By using robotics, says Vivodyne, it can simultaneously test an experimental drug with human tissue organoids under various doses and multiple conditions on large numbers of samples. Data from responses of cells and tissue are captured in real time, including images. The company says it uses predictive machine learning models to generate likely responses of single cells and tissue to drug interventions, as well as effects on gene expression, transcription, and protein synthesis. These predictive models, says Vivodyne, can extend the analysis further to the context of known drug interactions, to simulate safety and efficacy outcomes in clinical trials.

“Improve the success rates of A.I.-generated drugs”

Vivodyne was begun in 2020 by biomedical engineering professor Dan Dongeun Huh at University of Pennsylvania and Andrei Georgescu who received his doctorate in Huh’s lab at UPenn. Georgescu and Huh are now the company’s CEO and chief scientist respectively. Huh joined the UPenn faculty in 2013, following work at Harvard’s Wyss Institute for Biologically Inspired Engineering, where he served in that group’s pioneering work with organs on chips. Science & Enterprise reported on a panel led by Huh discussing organ-chips at a scientific meeting in Feb. 2018.

“By combining the principles of organoids and organs-on-chips, we’ve created a new class of life-like, lab-grown human organs,” says Georgescu in a company statement released through Business Wire.
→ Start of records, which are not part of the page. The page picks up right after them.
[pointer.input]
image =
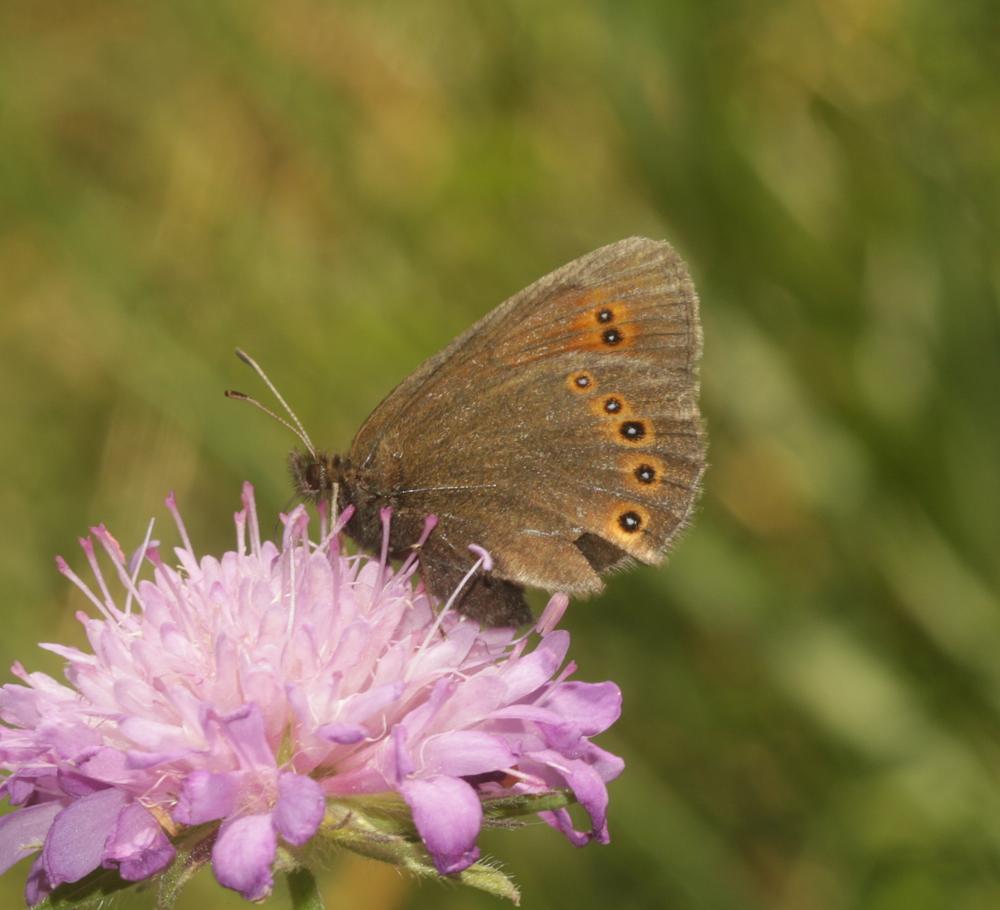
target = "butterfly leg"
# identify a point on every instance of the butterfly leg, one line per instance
(488, 600)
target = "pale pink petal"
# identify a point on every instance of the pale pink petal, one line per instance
(23, 831)
(448, 815)
(75, 843)
(243, 854)
(137, 846)
(300, 808)
(463, 753)
(591, 707)
(37, 887)
(206, 796)
(525, 676)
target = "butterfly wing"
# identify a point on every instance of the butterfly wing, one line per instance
(561, 432)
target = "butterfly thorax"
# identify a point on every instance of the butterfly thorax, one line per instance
(315, 477)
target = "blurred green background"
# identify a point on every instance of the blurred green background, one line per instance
(812, 686)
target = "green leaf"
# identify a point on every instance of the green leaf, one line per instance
(91, 891)
(303, 890)
(192, 853)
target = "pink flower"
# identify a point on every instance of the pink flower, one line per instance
(270, 693)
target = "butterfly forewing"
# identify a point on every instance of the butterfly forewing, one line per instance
(561, 432)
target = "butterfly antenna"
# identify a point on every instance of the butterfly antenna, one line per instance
(297, 429)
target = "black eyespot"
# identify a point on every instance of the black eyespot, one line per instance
(645, 473)
(630, 522)
(633, 429)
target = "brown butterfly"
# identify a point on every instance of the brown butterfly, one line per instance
(561, 433)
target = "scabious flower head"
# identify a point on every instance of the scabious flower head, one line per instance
(243, 707)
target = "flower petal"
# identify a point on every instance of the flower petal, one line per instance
(75, 843)
(591, 707)
(448, 815)
(37, 887)
(245, 730)
(300, 809)
(243, 854)
(23, 832)
(205, 797)
(465, 752)
(589, 789)
(138, 846)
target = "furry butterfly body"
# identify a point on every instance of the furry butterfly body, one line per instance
(561, 433)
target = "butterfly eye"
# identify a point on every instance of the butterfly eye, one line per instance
(632, 430)
(630, 522)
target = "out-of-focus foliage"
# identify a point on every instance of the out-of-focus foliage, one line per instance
(812, 686)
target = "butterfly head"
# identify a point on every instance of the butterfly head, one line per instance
(315, 475)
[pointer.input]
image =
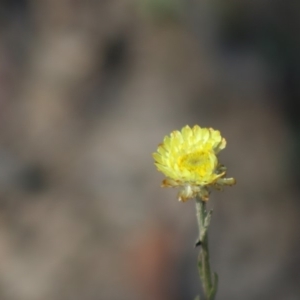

Georgescu adds, “The result is huge amounts of complex human data, larger than you could get from any clinical trial, and we train multimodal models on this data to predict and improve the safety and efficacy of new drugs. This breakthrough not only enhances the predictive accuracy of A.I. in drug development, but also promises to significantly improve the success rates of A.I.-generated drugs, setting a new standard in the field.”

Vivodyne is raising $38 million in seed funds, led by technology start-up investor Khosla Ventures in Menlo Park, California. Taking part in the seed round are Kairos Ventures, CS Ventures, MBX Capital, and Bison Ventures. According to Crunchbase, Vivodyne raised $2 million in pre-seed financing in Mar. 2021 from Kairos Ventures. “Vivodyne’s technology,” says Khosla Ventures partner Alex Morgan, “bridges the gap between preclinical R&D and human clinical trials, while automating every step of the testing pipeline, from growing tissues, dosing, sampling and imaging, to analyzing data.”